プラチナの含有率は1000分率で表します。日本の国家検定ではPt1000、Pt950、Pt950、Pt850の4品位制を取っています。Pt1000は純プラチナ100%、Pt950は含有率95%の意味。Pt850以下の製品は、ジュエリーとしては一般的ではありません。
最も一般的なプラチナ合金は、プラチナ900です。このプラチナ900の代表的な合金は、プラチナ900‰に100‰のパラジウムを加えた合金です。溶解の温度こそゴールドに比べれずっと高いということはありますが、高温でも酸化せず、また、鍛造もしやすく、赤熱した状態での鎚打ちによって自由に変形させるなど、容易に加工することができます。硬さは65~140Hvまで上がります。リング、ブローチなどのほとんどには、プラチナ900が使用されています。

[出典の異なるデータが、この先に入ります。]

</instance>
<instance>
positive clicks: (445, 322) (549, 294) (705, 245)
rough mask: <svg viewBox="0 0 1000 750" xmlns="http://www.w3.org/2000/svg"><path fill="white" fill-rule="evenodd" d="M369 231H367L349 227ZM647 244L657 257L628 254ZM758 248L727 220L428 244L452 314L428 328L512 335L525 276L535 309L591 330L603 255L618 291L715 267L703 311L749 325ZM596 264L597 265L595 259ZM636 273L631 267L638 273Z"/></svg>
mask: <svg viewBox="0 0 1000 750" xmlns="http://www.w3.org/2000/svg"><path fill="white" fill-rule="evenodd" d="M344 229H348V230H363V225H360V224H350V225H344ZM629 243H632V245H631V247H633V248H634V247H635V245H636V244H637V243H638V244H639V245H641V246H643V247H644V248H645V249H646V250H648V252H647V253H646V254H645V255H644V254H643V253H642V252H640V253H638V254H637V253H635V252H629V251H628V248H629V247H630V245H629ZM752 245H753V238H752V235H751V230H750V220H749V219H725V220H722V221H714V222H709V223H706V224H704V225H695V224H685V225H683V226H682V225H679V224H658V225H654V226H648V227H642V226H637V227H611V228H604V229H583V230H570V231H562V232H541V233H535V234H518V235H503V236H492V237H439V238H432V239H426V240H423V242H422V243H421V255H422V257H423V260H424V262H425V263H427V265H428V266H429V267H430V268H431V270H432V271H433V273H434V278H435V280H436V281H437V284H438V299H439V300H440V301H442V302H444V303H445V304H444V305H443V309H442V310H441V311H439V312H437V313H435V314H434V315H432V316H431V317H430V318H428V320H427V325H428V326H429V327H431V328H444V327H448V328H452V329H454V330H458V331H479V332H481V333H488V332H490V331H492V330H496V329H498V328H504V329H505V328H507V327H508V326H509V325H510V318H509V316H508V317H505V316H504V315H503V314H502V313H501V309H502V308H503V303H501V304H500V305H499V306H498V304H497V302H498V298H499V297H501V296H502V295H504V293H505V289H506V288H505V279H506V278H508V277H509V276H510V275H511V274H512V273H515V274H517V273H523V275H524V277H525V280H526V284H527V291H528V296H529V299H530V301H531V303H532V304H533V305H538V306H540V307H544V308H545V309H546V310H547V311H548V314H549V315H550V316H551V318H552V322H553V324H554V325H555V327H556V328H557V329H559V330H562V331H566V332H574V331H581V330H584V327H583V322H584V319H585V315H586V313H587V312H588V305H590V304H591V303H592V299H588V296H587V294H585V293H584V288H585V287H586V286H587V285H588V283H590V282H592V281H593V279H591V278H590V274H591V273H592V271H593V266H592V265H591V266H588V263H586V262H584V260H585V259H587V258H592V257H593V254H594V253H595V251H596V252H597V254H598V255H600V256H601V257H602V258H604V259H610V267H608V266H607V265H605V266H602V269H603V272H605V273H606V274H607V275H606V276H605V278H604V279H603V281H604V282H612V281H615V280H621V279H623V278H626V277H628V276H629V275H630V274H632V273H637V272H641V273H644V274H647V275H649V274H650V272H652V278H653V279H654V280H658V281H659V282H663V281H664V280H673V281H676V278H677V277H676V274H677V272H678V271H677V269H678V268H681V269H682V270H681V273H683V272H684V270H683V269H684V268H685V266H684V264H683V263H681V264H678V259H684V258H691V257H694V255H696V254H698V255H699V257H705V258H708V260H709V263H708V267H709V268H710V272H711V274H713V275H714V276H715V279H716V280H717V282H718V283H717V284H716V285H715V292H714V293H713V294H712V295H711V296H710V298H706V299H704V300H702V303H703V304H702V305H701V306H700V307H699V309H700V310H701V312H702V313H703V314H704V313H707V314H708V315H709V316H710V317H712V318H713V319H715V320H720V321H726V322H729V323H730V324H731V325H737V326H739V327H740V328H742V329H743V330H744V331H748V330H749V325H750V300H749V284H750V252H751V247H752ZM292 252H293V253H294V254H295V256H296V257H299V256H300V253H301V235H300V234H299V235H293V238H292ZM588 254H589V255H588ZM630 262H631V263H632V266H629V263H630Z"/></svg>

プラチナ900の三元合金には、上記合金のパラジウムの一部を、それぞれ10~30‰のルテニウムRu、あるいは30~70%の銅Cuで置き換えたものなどがあり、硬さや切削性を向上させるなどの効果があります。
プラチナ850の代表的な合金は、850‰のプラチナにパラジウム割金150‰を加えた合金です。硬さは、前記の二元プラチナ900より硬く、三元合金のプラチナ900並の75~200Hvまで上がります。しかも、製鎖性がよいので、専らネックチェーンなどに使われます。なお、日本では、プラチナ含有量が850‰未満の製品には、政府の品位証明はもらえないことになっています。